Those who complain about campus food will be unhappy to hear that Monday afternoon’s public presentation was the final step in ensuring another decade of Sodexo at Binghamton University. The formal contract will be effective as of June 1, 2015.

Students, faculty and representatives from Sodexo gathered in Old Union Hall to discuss the contract that would guarantee Sodexo as BU’s food provider through 2025. Sodexo was the only vendor to respond to the bid. Though other corporations such as American Food & Vending and Gourmet Foods initially showed interest, they never officially applied.
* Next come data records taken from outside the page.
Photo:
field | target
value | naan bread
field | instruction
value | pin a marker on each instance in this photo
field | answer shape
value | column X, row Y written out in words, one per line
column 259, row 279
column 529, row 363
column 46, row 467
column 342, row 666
Sodexo has provided food for Binghamton University for the past 30 years.

Pete Napolitano, the director of auxiliary services on campus, said that it is important that this decision is something that involves not only the school’s administration.

“As a client, we have client expectations,” Napolitano said. “The important thing is [that] this isn’t an administrative decision; we involve students and that’s part of where we’re going today, that’s what this proposal is about. Sodexo is reinventing themselves, reflective of what the students want.”

There were tables with food samples and posters explaining the proposed plan for the next 10 years. Changes include a global chef program, which will bring in a visiting chef from a different country each semester, and a makeover for the College-in-the-Woods dining hall.

According to Jim Ruoff, the general manager of Sodexo Dining Services at BU, Sodexo also plans to add new food locations to campus, including Dunkin’ Donuts in the Old Union, and an additional Starbucks and a Subway, both in the lower floor of the Hinman dining hall.

The presentation included a question-and-answer session, where attendees asked questions on costs of new healthy eating initiatives that will bring more organic and allergen-free options to campus, pricing for new food vendors and nutritional information for dining hall food.

Several students also questioned labor standards at the dining halls and for contractors, like Coca-Cola, that Sodexo hires to provide certain products. Company representatives said that they followed all labor laws and required that any companies who signed contracts with them to do the same.

Donnie Graham, a senior double-majoring in Chinese and environmental studies, said that it is important for students to take advantage of opportunities like this to make their voices heard.

“Every student feels like they don’t have any power at all and they’re just floating along with the corporate whim,” Graham said. “This gives us the chance for them to actually hear our voice, and there’s not many opportunities like this.”

Ruoff said that Sodexo has done its part, and now it is time for the community to decide on finalizing the contract.

“We told a story and now it’s up to the community to figure out how we’re going to move forward with it,” Ruoff said. “I think it’s important that everybody has the opportunity to hear the story we’re proposing so they can get their own thoughts, and help mold how its going to finish.”

According to Ella Schwarzbaum, a senior majoring in environmental studies, Sodexo’s future plans sound promising as long as they follow through with their goals.

“It sounded good,” Schwarzbaum said. “It’s much easier to sound good than to definitely be good. They have a lot of good initiatives and really good ideas but I think its important to also stay on top of it and make sure that it’s coming to fruition.”